Friday, December 18, 2009

Return to Pitcairn Island


You will remember that we broadcast a short series of programs here in Wavescan back in July on the topic of radio broadcasting on Pitcairn Island. As a result of this programming, John Cruddas here in the United States made contact with us, stating that he was holding many items associated with Pitcairn, and that he would like to pass them on for permanent preservation.

In due course, several packages containing Pitcairn memorabilia arrived at our Indianapolis address, and they turned out to be very interesting and very valuable historic items. Included in these packages were many items of historic importance from the middle of last century: old magazines, travel brochures, newspaper items, pictures, and QSL cards, all in some way associated with Pitcairn Island, and in particular their historic radio scene.

A copy of the commercial magazine, Pacific Islands Monthly for June 22, 1938, contains several items about Pitcairn Island, including one about the inauguration of the new radio station and its first relay broadcast on April 6. The magazine article quotes the complete text of this short radio program. Additional items in this magazine give the complete schedule of the ABC shortwave station VLR with programming beamed to the Pacific, as well as the programming schedule for the AWA shortwave station VK2ME at Pennant Hills, near Sydney in New South Wales.

Another magazine, the T & R Bulletin from England for December 1938, contains two items of radio interest; one item states that radio experiments during an eclipse of the moon provided no changes in propagation during that time, and the other item tells about the three callsigns in use on Pitcairn Island. We will present this information in our next edition of Wavescan.

Several of the travel brochures show the travels of Lewis Bellem & Granville Lindley on the occasion of their voyages to and from Pitcairn Island for the installation of the celebrated radio station PITC-VR6AY.

Included in the packages were four radio scripts giving the text of the radio broadcasts from Pitcairn Island that were re-broadcast in the United States over the NBC mediumwave network. Copies of newspaper items and photographs from this same time period also tell about the radio station and other events on Pitcairn Island.

And what about the QSL cards? These QSL cards, several hundred in number, are associated in some way with Pitcairn Island.
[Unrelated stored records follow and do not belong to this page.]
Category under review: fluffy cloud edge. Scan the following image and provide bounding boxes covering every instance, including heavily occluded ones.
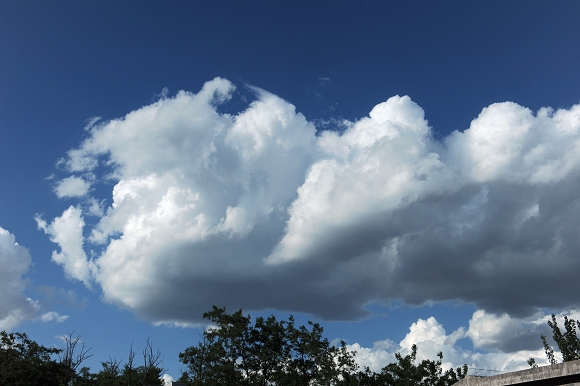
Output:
[0,226,70,330]
[40,78,580,329]
[35,206,93,287]
[347,309,574,375]
[54,176,92,198]
[0,226,38,330]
They are all from amateur radio operators and shortwave listeners who addressed their QSL requests to Lewis Bellem in Providence, Rhode Island. These QSL cards and letters report hearing Pitcairn Island radio, and also Lewis Bellem at his home in the United States under his own amateur callsign, W1BES. Some of the Pitcairn QSO contacts were in Morse Code and some were voice.

So great was the interest in Pitcairn radio during this 1938 era that many of these QSO cards and letters are actually a follow up request, just to ensure that a genuine QSL card would be received from Pitcairn Island in due course. Here are the details of some of these reception report/QSO cards and letters:-

* A letter from the engineer at radio station CKWX in Vancouver, British Columbia, Canada acknowledges two QSO contacts with Pitcairn Island and makes request for a full data QSL card.

* A QSL card from W6NCW in Hamilton California states that one of his children took the first QSL card that he received from VR6AY on Pitcairn and cut it up into little pieces with a pair of scissors. He is asking for a duplicate copy of the VR6AY card, to replace the one that was destroyed.

* A QSL card from W8HGA in Hinton West Virginia states that his first QSL card from VR6AY was badly damaged in the post, almost torn into three pieces, and he also requested a duplicate copy as a replacement.

* A QSL card from W7GLH in Vancouver, Washington, states that he attempted on an earlier occasion to gain an interest on the part of people in the radio world to establish a radio station on Pitcairn Island, but without success. He states that he is pleased that the 1938 attempt was successful.

* Several short letters from Mr J. D. Gallivan in Balboa, Panama Canal Zone, give details about events on Pitcairn Island. There was a shortage of petrol and kerosene, and then there was a rumor, apparently unfounded, that there was a typhoid epidemic on the island. The gasoline and kerosene fuels were needed on Pitcairn to run the motor generators that charge the batteries used by the radio station. These fuels were usually provided by radio personnel in the Panama Canal Zone.

* Other responses, in the way of QSL cards, came from Ireland, Cuba, England, Indonesia and Switzerland.

(future progrtamming will include a special feature regarding the three letter callsigns that were used by the station on Pitcairn Island, two amateur callsigns and one communication callsign.